Tom McDonald, the United States Ambassador to Zimbabwe from 1997 to 2001, said, "I'm skeptical about any motor vehicle accident in Zimbabwe involving an opposition figure... President Mugabe has a history of strange car accidents when someone lo and behold dies – it's sort of his M.O. of how they get rid of people they don't like... So, when I hear that Tsvangirai was in an accident, it gives me pause." The former US diplomat was calling for an outside investigation of the crash.
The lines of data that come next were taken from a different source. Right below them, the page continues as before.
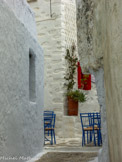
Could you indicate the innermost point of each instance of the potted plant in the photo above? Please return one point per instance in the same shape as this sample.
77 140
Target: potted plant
73 96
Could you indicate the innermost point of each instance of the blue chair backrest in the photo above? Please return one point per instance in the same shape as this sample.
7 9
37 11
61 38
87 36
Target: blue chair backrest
49 117
84 119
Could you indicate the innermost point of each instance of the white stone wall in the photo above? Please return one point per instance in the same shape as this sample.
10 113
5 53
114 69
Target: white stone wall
21 121
24 13
55 34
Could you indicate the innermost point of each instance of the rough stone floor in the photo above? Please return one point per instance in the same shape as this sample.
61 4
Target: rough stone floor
69 150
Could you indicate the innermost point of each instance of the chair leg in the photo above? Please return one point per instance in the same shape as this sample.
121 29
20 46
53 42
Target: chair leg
54 136
51 137
83 139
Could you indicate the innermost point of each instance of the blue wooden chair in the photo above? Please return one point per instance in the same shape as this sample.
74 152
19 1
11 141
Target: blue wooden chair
91 126
49 126
96 122
86 128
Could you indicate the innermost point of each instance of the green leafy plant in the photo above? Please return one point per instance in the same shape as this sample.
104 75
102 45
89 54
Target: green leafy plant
71 70
72 60
77 95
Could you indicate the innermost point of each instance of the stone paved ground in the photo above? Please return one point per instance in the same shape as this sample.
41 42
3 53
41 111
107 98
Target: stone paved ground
67 157
69 150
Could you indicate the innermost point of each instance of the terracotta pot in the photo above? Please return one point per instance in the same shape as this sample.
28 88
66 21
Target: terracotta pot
72 107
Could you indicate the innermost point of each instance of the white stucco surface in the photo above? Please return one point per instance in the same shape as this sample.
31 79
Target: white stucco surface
24 13
55 35
21 121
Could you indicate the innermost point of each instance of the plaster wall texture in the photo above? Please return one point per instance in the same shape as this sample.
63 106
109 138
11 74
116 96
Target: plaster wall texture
55 34
21 121
24 13
103 38
113 77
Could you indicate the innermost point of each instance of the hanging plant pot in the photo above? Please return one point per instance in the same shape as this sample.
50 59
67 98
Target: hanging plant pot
72 107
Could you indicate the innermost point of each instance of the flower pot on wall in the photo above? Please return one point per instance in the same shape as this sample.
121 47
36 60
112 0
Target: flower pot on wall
72 107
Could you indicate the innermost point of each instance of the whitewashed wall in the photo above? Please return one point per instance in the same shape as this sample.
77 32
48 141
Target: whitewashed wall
55 34
21 121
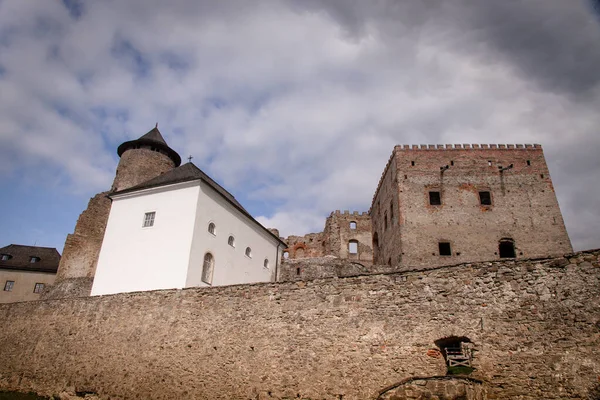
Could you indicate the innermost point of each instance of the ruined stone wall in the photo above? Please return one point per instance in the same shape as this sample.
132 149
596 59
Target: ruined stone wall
524 206
534 325
385 212
77 266
340 232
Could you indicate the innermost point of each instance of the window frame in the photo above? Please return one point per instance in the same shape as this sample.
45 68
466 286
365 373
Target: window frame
211 268
443 243
149 218
212 228
9 285
439 197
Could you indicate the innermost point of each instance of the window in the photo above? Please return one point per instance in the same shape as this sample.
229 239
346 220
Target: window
353 247
445 249
485 198
506 248
8 286
212 228
435 199
149 219
207 268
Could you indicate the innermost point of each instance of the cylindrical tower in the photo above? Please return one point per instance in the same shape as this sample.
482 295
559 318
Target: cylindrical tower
143 159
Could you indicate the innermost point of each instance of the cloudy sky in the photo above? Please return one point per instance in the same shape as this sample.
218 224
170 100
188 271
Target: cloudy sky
293 105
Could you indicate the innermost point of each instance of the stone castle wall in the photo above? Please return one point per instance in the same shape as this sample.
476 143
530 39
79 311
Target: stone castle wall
534 325
523 204
77 266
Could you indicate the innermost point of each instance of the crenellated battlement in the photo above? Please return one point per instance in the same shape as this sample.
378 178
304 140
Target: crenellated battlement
466 146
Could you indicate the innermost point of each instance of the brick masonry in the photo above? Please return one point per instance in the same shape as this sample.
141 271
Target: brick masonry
407 228
534 325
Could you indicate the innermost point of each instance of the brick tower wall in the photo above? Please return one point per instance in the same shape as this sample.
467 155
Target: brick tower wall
523 205
80 255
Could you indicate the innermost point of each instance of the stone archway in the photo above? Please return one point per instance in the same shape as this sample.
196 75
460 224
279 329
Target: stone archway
435 387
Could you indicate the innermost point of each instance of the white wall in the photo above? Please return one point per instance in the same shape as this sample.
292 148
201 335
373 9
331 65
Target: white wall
231 264
134 258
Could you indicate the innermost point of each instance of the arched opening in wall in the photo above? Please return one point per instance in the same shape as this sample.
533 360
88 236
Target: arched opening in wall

A statement issued by the MDC said: "We suspect that this is not a genuine accident and we appeal to Zimbabweans in South Africa to remain calm as facts continue to surface. We strongly believe that these are the evil acts of a few individuals bent on derailing the progress of the Inclusive government. We are, however, alive to the fact that a lot of Robert Mugabe's opponents died in suspicious road accidents involving army trucks."

Following the brutal suppression of the opposition leading into the close 2009 election; Mugabe was pressured into a power-sharing deal, resulting in the formation of a unity government. Rumours that the fatal incident was a botched assassination attempt (intended for Morgan rather than Susan) caused unrest amongst MDC supporters, which threatened to collapse the fragile Mugabe-Tsvangirai coalition government. Some suspect that the burden of the loss of Tsvangirai's support may also undermine Morgan's performance as Prime Minister.